Também cotado para o ministério, o deputado federal Alberto Fraga (DEM) que concorreu ao governo do Distrito Federal, mas obteve apenas 5,88% dos votos, foi condenado em setembro desse ano a quatro anos, dois meses e 20 dias de prisão, em regime semiaberto, pela prática do crime de concussão. Ele nega as acusações. Coronel da reserva da Polícia Militar, Fraga lidera a Frente Parlamentar da Segurança Pública, a “bancada da bala”, que lidera o lobby contra o estatuto do desarmamento e a favor do porte de arma de fogo. Na manhã de quarta-feira, 31, o nome do parlamentar atingiu o topo dos trending topics, os assuntos mais falados do Twitter. Como destacou o site Pragmatismo Político, parte das postagens se refere a Fraga como novo ministro do presidente eleito Jair Bolsonaro (PSL) e cita que ele é condenado na Justiça por corrupção.

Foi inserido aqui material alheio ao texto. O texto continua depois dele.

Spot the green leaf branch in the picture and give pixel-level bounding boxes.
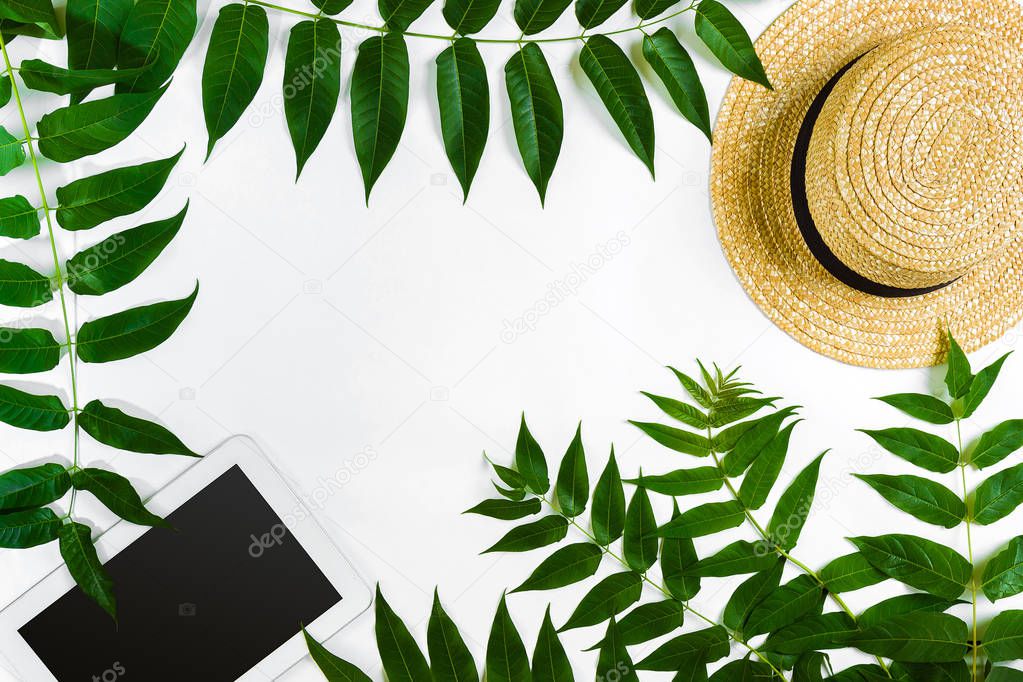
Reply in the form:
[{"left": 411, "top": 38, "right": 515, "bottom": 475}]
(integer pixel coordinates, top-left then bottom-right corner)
[
  {"left": 852, "top": 332, "right": 1023, "bottom": 680},
  {"left": 0, "top": 0, "right": 200, "bottom": 619},
  {"left": 201, "top": 0, "right": 770, "bottom": 203}
]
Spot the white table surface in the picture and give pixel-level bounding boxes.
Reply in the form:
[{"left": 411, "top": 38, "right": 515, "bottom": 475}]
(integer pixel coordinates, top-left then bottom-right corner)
[{"left": 2, "top": 0, "right": 1023, "bottom": 678}]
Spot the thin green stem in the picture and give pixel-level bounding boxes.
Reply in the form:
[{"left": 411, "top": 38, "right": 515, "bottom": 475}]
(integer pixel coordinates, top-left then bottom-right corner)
[
  {"left": 536, "top": 493, "right": 789, "bottom": 680},
  {"left": 0, "top": 35, "right": 81, "bottom": 515},
  {"left": 706, "top": 426, "right": 892, "bottom": 677},
  {"left": 247, "top": 0, "right": 696, "bottom": 44},
  {"left": 956, "top": 419, "right": 979, "bottom": 680}
]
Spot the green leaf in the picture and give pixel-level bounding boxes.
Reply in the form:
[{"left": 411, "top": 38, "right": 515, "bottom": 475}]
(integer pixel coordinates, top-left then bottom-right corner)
[
  {"left": 483, "top": 516, "right": 567, "bottom": 553},
  {"left": 744, "top": 575, "right": 824, "bottom": 637},
  {"left": 0, "top": 327, "right": 60, "bottom": 374},
  {"left": 661, "top": 501, "right": 700, "bottom": 600},
  {"left": 669, "top": 366, "right": 712, "bottom": 408},
  {"left": 625, "top": 467, "right": 721, "bottom": 496},
  {"left": 739, "top": 421, "right": 796, "bottom": 510},
  {"left": 889, "top": 661, "right": 970, "bottom": 682},
  {"left": 375, "top": 585, "right": 431, "bottom": 682},
  {"left": 66, "top": 205, "right": 186, "bottom": 296},
  {"left": 495, "top": 484, "right": 526, "bottom": 501},
  {"left": 532, "top": 606, "right": 573, "bottom": 682},
  {"left": 59, "top": 522, "right": 116, "bottom": 620},
  {"left": 974, "top": 462, "right": 1023, "bottom": 525},
  {"left": 489, "top": 457, "right": 527, "bottom": 489},
  {"left": 971, "top": 420, "right": 1023, "bottom": 469},
  {"left": 0, "top": 0, "right": 59, "bottom": 39},
  {"left": 313, "top": 0, "right": 353, "bottom": 14},
  {"left": 0, "top": 259, "right": 51, "bottom": 308},
  {"left": 486, "top": 594, "right": 530, "bottom": 682},
  {"left": 819, "top": 552, "right": 886, "bottom": 593},
  {"left": 985, "top": 610, "right": 1023, "bottom": 662},
  {"left": 709, "top": 396, "right": 779, "bottom": 428},
  {"left": 71, "top": 468, "right": 168, "bottom": 527},
  {"left": 623, "top": 484, "right": 657, "bottom": 572},
  {"left": 630, "top": 421, "right": 710, "bottom": 456},
  {"left": 78, "top": 399, "right": 198, "bottom": 456},
  {"left": 0, "top": 463, "right": 69, "bottom": 511},
  {"left": 636, "top": 0, "right": 679, "bottom": 19},
  {"left": 687, "top": 540, "right": 776, "bottom": 577},
  {"left": 443, "top": 0, "right": 500, "bottom": 33},
  {"left": 983, "top": 536, "right": 1023, "bottom": 602},
  {"left": 596, "top": 618, "right": 639, "bottom": 682},
  {"left": 722, "top": 557, "right": 784, "bottom": 633},
  {"left": 0, "top": 507, "right": 60, "bottom": 548},
  {"left": 428, "top": 591, "right": 477, "bottom": 682},
  {"left": 352, "top": 32, "right": 409, "bottom": 201},
  {"left": 859, "top": 594, "right": 961, "bottom": 629},
  {"left": 0, "top": 384, "right": 70, "bottom": 431},
  {"left": 793, "top": 653, "right": 827, "bottom": 682},
  {"left": 850, "top": 534, "right": 971, "bottom": 599},
  {"left": 283, "top": 19, "right": 342, "bottom": 179},
  {"left": 0, "top": 195, "right": 39, "bottom": 238},
  {"left": 851, "top": 613, "right": 968, "bottom": 663},
  {"left": 18, "top": 59, "right": 150, "bottom": 97},
  {"left": 768, "top": 450, "right": 826, "bottom": 550},
  {"left": 642, "top": 29, "right": 711, "bottom": 141},
  {"left": 962, "top": 353, "right": 1009, "bottom": 418},
  {"left": 55, "top": 148, "right": 183, "bottom": 231},
  {"left": 593, "top": 600, "right": 683, "bottom": 648},
  {"left": 510, "top": 542, "right": 602, "bottom": 593},
  {"left": 591, "top": 447, "right": 625, "bottom": 545},
  {"left": 853, "top": 474, "right": 965, "bottom": 528},
  {"left": 875, "top": 393, "right": 955, "bottom": 425},
  {"left": 580, "top": 35, "right": 655, "bottom": 176},
  {"left": 116, "top": 0, "right": 197, "bottom": 93},
  {"left": 944, "top": 332, "right": 973, "bottom": 399},
  {"left": 763, "top": 612, "right": 857, "bottom": 654},
  {"left": 202, "top": 3, "right": 270, "bottom": 157},
  {"left": 859, "top": 428, "right": 960, "bottom": 473},
  {"left": 636, "top": 626, "right": 729, "bottom": 671},
  {"left": 710, "top": 660, "right": 781, "bottom": 680},
  {"left": 721, "top": 408, "right": 797, "bottom": 475},
  {"left": 465, "top": 498, "right": 541, "bottom": 520},
  {"left": 988, "top": 669, "right": 1023, "bottom": 682},
  {"left": 514, "top": 415, "right": 550, "bottom": 494},
  {"left": 553, "top": 424, "right": 587, "bottom": 517},
  {"left": 641, "top": 392, "right": 709, "bottom": 429},
  {"left": 658, "top": 500, "right": 744, "bottom": 538},
  {"left": 37, "top": 86, "right": 168, "bottom": 162},
  {"left": 379, "top": 0, "right": 433, "bottom": 31},
  {"left": 559, "top": 571, "right": 641, "bottom": 631},
  {"left": 303, "top": 627, "right": 372, "bottom": 681},
  {"left": 574, "top": 0, "right": 627, "bottom": 29},
  {"left": 77, "top": 283, "right": 198, "bottom": 363},
  {"left": 514, "top": 0, "right": 571, "bottom": 34},
  {"left": 436, "top": 38, "right": 489, "bottom": 201},
  {"left": 66, "top": 0, "right": 133, "bottom": 101},
  {"left": 505, "top": 43, "right": 563, "bottom": 205},
  {"left": 0, "top": 77, "right": 8, "bottom": 107},
  {"left": 694, "top": 0, "right": 770, "bottom": 88}
]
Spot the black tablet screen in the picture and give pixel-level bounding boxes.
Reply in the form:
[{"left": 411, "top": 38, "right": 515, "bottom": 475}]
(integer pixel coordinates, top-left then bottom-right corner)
[{"left": 18, "top": 465, "right": 343, "bottom": 681}]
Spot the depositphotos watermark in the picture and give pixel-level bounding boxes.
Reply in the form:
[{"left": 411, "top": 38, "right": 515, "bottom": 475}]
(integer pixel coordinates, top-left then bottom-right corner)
[
  {"left": 500, "top": 231, "right": 632, "bottom": 343},
  {"left": 247, "top": 447, "right": 378, "bottom": 558},
  {"left": 91, "top": 662, "right": 125, "bottom": 682}
]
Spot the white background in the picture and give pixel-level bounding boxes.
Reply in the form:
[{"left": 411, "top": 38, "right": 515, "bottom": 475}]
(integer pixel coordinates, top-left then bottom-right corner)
[{"left": 2, "top": 0, "right": 1023, "bottom": 679}]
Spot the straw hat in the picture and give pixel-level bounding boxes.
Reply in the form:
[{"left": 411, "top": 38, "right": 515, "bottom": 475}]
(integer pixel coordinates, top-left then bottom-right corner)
[{"left": 710, "top": 0, "right": 1023, "bottom": 368}]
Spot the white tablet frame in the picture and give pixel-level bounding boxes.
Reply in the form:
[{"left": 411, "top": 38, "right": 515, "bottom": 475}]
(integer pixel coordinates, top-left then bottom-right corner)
[{"left": 0, "top": 436, "right": 371, "bottom": 681}]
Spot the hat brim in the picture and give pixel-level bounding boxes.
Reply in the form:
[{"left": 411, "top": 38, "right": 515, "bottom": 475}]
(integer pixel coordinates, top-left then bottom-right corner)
[{"left": 711, "top": 0, "right": 1023, "bottom": 368}]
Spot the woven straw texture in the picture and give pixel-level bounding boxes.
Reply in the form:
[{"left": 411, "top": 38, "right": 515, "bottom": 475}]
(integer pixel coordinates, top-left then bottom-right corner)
[{"left": 711, "top": 0, "right": 1023, "bottom": 368}]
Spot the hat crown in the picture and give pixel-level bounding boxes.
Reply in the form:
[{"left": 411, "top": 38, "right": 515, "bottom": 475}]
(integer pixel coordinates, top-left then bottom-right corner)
[{"left": 805, "top": 26, "right": 1023, "bottom": 289}]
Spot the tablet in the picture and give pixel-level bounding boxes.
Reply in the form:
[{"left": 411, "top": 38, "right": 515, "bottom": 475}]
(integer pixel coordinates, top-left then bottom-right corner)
[{"left": 0, "top": 437, "right": 371, "bottom": 681}]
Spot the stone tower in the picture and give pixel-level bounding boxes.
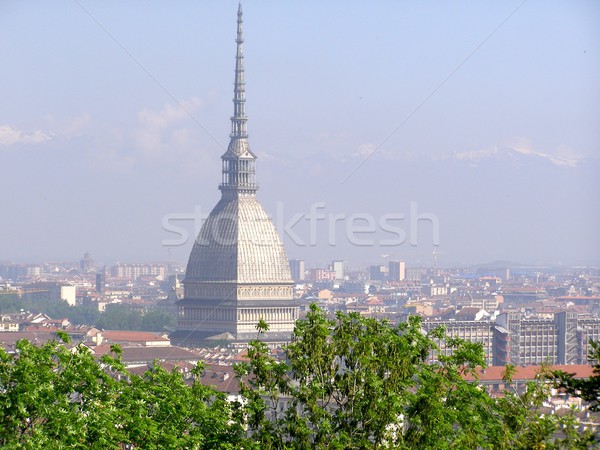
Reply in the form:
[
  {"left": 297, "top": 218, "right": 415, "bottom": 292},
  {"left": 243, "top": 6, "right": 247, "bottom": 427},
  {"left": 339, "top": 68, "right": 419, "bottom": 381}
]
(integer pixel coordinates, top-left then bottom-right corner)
[{"left": 172, "top": 4, "right": 298, "bottom": 347}]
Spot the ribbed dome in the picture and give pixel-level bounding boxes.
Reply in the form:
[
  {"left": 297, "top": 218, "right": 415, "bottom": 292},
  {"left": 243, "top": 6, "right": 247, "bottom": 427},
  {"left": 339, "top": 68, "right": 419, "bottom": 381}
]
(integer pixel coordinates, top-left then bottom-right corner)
[{"left": 185, "top": 196, "right": 292, "bottom": 284}]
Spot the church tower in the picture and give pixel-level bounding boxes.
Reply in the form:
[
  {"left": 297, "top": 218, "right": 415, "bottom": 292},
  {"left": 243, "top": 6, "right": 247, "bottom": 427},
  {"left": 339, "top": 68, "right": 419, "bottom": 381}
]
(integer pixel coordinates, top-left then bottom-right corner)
[{"left": 172, "top": 4, "right": 298, "bottom": 347}]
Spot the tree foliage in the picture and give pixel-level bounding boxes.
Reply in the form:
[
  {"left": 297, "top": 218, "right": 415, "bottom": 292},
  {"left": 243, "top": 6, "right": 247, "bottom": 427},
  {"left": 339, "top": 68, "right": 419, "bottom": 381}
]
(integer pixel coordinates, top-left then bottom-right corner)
[
  {"left": 0, "top": 294, "right": 174, "bottom": 331},
  {"left": 0, "top": 294, "right": 93, "bottom": 321},
  {"left": 95, "top": 304, "right": 175, "bottom": 331},
  {"left": 234, "top": 304, "right": 596, "bottom": 449},
  {"left": 0, "top": 304, "right": 596, "bottom": 448},
  {"left": 551, "top": 339, "right": 600, "bottom": 412},
  {"left": 0, "top": 333, "right": 243, "bottom": 449}
]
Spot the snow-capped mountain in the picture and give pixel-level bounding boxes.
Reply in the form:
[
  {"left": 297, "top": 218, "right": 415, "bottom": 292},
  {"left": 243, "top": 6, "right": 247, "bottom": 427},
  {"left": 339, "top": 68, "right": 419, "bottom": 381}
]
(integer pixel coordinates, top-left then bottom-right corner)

Em setembro deste ano, Fraga foi condenado a quatro anos, dois meses e 20 dias de prisão em regime semiaberto sob a acusação de pedir (e receber) R$ 350 mil em propina para firmar um contrato entre a cooperativa de ônibus Coopertran e o governo do DF. A decisão é de primeira instância e cabe recurso.

Bolsonaro é réu em uma ação penal no STF por ofensa à deputada federal Maria do Rosário (PT-RS). Antes da eleição em segundo turno, o então candidato virou alvo de uma investigação do Tribunal Superior Eleitoral (TSE) sobre acusações de caixa 2, entre outros crimes eleitorais. O pedido de investigação feito pela representação do candidato do PT, Fernando Haddad, ao TSE, aponta que empresas bancaram ilegalmente o envio de milhares de mensagens por WhatsApp para favorecer a candidatura presidencial de Bolsonaro, conforme publicado em reportagem da Folha de S. Paulo. O ministro Jorge Mussi aceitou o pedido. A decisão aconteceu ao mesmo tempo em que os controladores do aplicativo, detentor de 120 milhões de usuários brasileiros, anunciaram “medidas legais imediatas” para impedir empresas de enviar mensagens em massa. Em uma coletiva na noite de 28 de outubro, a ministra Rosa Weber, presidente do TSE afirmou que tratará como prioridade as ações contra as campanhas de Jair Bolsonaro (PSL) e Fernando Haddad (PT) e que caberá ao STF analisar se Bolsonaro pode assumir o cargo, por ser réu.